Le crépuscule de l’Église catholique ?
Réflexions personnelles d'un non croyant sur le retrait de Benoit XVI et le devenir de l'Eglise.
Le catholicisme jouit d'un privilège unique :
Son organisation cléricale hiérarchisée avec, à sa tête, le pape de Rome.
Son Église "une, sainte, catholique, apostolique et romaine", avec un grand "E".
Un privilège qui, actuellement, confine au masochisme et lui confère un "désavantage comparatif" face aux confessions "concurrentes".
Outre qu'une telle organisation paraît typiquement ringarde, à l'heure où la hiérarchie est soigneusement niée (mais non pas supprimée) par les systèmes "en réseau", le management "participatif" (voire la démocratie du même nom) ou les relations "à la coule" dans les organisations, elle a l'inconvénient de désigner "urbi et orbi" le responsable unique de tous les maux pouvant, à un titre ou à un autre, émaner de l'Église, à travers les temps et le monde.
Depuis les croisades et la Saint-Barthélemy jusqu'aux agissements contemporains de prêtres pédophiles, en passant par la propagation du SIDA en Afrique.

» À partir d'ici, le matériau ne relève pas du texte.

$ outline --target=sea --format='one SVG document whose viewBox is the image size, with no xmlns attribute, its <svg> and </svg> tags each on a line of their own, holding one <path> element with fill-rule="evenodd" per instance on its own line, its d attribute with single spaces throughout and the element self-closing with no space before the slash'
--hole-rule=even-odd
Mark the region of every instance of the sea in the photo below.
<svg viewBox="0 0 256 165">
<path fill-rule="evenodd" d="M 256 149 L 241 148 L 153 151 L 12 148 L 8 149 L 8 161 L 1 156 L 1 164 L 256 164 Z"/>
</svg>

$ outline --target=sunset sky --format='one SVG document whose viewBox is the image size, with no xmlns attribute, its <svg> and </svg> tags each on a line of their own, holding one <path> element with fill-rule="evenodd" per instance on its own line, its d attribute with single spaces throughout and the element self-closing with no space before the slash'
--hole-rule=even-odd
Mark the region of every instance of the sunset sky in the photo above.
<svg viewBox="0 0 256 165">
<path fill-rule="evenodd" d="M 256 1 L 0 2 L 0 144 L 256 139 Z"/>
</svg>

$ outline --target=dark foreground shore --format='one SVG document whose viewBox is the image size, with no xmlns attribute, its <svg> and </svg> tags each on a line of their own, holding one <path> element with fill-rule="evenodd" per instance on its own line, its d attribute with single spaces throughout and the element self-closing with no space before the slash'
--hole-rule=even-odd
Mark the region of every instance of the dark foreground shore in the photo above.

Une situation unique : l'Islam n'a plus de tête depuis l'abolition du califat et la chute de l'Empire ottoman, le protestantisme s'est construit dès le départ en réaction contre l'Église de Rome et se caractérise notamment par un pullulement de sectes autonomes (Royaume-Uni et, surtout, États-unis) ou des organisations "nationalisées" (Allemagne…). Même les chrétiens orthodoxes, qui pourtant ne se sont pas opposés aux catholiques sur ce point, ne peuvent plus en dire autant : avec la submersion de l'Empire byzantin par les ottomans, le patriarche d'Istanbul/Constantinople n'a conservé qu'un primat honorifique face à des croyants restructurés en Églises nationales (russe, serbe, bulgare…).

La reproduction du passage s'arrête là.